In fact, Bachelet is going to be dealing even more directly with four of those student leaders, including the now famous Camila Vallejo, who won seats in the country’s parliament headquartered in Valparaíso. Bachelet’s center-left governing coalition, which has been in power for 20 of the 24 post-Pinochet years, boosted its parliamentary bloc from 57 to 68 seats (out of 120) in the lower house and from 20 to 21 senators out of 38.
But hidden in the rosy figures for the social democratic “New Majority” pols is the very considerable abstention rate of 44 percent, which in the Chilean case is not so much a sign of apathy (though it is certainly a factor) but of outright rejection of electoral politics, especially by the young.
Of course, it’s hard to draw judgments from a non-act like not going to the polls. But young Chileans have been massively turned off to electoral politics ever since Pinochet was slowly eased out as president in 1990. Despite the heady promises of those early years, the incoming “democratic” parties kept far too much of the dictatorship’s structural changes intact.
The lethargy reached a peak when the current president, billionaire Sebastián Piñera, beat former president Eduardo Frei in 2009 enabling the pinochetista parties to form the first right-wing government in 20 years. They might now regret it. Paradoxically, that might have been the best thing that could have happened to the hibernating social movements.
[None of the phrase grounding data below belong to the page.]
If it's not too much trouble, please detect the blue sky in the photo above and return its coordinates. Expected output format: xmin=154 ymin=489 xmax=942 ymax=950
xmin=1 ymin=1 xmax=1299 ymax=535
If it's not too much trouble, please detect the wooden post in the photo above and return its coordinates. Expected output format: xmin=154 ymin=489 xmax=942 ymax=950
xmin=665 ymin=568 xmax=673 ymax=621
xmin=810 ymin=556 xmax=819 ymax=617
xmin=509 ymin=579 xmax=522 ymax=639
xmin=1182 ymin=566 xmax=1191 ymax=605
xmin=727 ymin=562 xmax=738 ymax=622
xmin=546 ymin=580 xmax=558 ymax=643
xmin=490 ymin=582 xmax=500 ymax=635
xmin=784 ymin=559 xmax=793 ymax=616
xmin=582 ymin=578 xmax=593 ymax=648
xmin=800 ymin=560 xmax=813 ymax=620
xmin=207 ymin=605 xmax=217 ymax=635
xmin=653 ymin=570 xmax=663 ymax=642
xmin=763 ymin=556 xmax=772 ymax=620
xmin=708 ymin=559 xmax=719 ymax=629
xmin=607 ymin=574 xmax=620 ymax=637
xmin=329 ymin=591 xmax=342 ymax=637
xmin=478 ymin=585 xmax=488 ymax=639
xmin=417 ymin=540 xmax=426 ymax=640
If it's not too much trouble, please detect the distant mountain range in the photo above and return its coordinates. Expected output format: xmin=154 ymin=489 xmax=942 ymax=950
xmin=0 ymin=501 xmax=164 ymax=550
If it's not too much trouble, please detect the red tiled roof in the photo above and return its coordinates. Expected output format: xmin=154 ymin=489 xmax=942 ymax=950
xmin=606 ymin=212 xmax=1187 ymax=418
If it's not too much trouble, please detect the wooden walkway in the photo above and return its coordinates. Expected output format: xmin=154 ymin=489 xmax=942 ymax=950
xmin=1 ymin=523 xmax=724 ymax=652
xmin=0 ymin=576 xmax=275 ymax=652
Without the superficially sympathetic liberals and socialists in the government any more, students exasperated with their expensive, low-quality education and bleak employment prospects hit the streets and haven’t left them since.
That’s why careful calculations of whether Bachelet’s coalition has enough votes to pass constitutional reforms (some of which require a 3/5 or 2/3 vote) is missing the point. No one would even be talking about constitutional reform if the younger generations had not made life hell for the powers that be, and everything they are saying now indicates that they have no intention of giving Mme. Michelle a free ride based on pretty words.
[Update] I wrote most of this yesterday and then hours later received this hilarious account of voting day from a friend there:
My hairdresser called her 20-year-old son and asked him whether he had done his civic duty yet, and he said he was still in his pyjamas (at 4 p.m.) so she yelled a few garabatos and told him he had to vote.
When she came back at night feeling exhausted after the ordeal at her local precinct, she asked him about his civic duty again. He said he had reached the place where he had to vote at 5 minutes past 6 which was the closing time, and when he entered there was a total silence and all of a sudden everyone started applauding. He was quite surprised.
They said, the polls are closed, but we will make an exception and let you vote because you are the first and only young person who has set foot in this voting location.
So as you see, I'm not making it up. País ganador!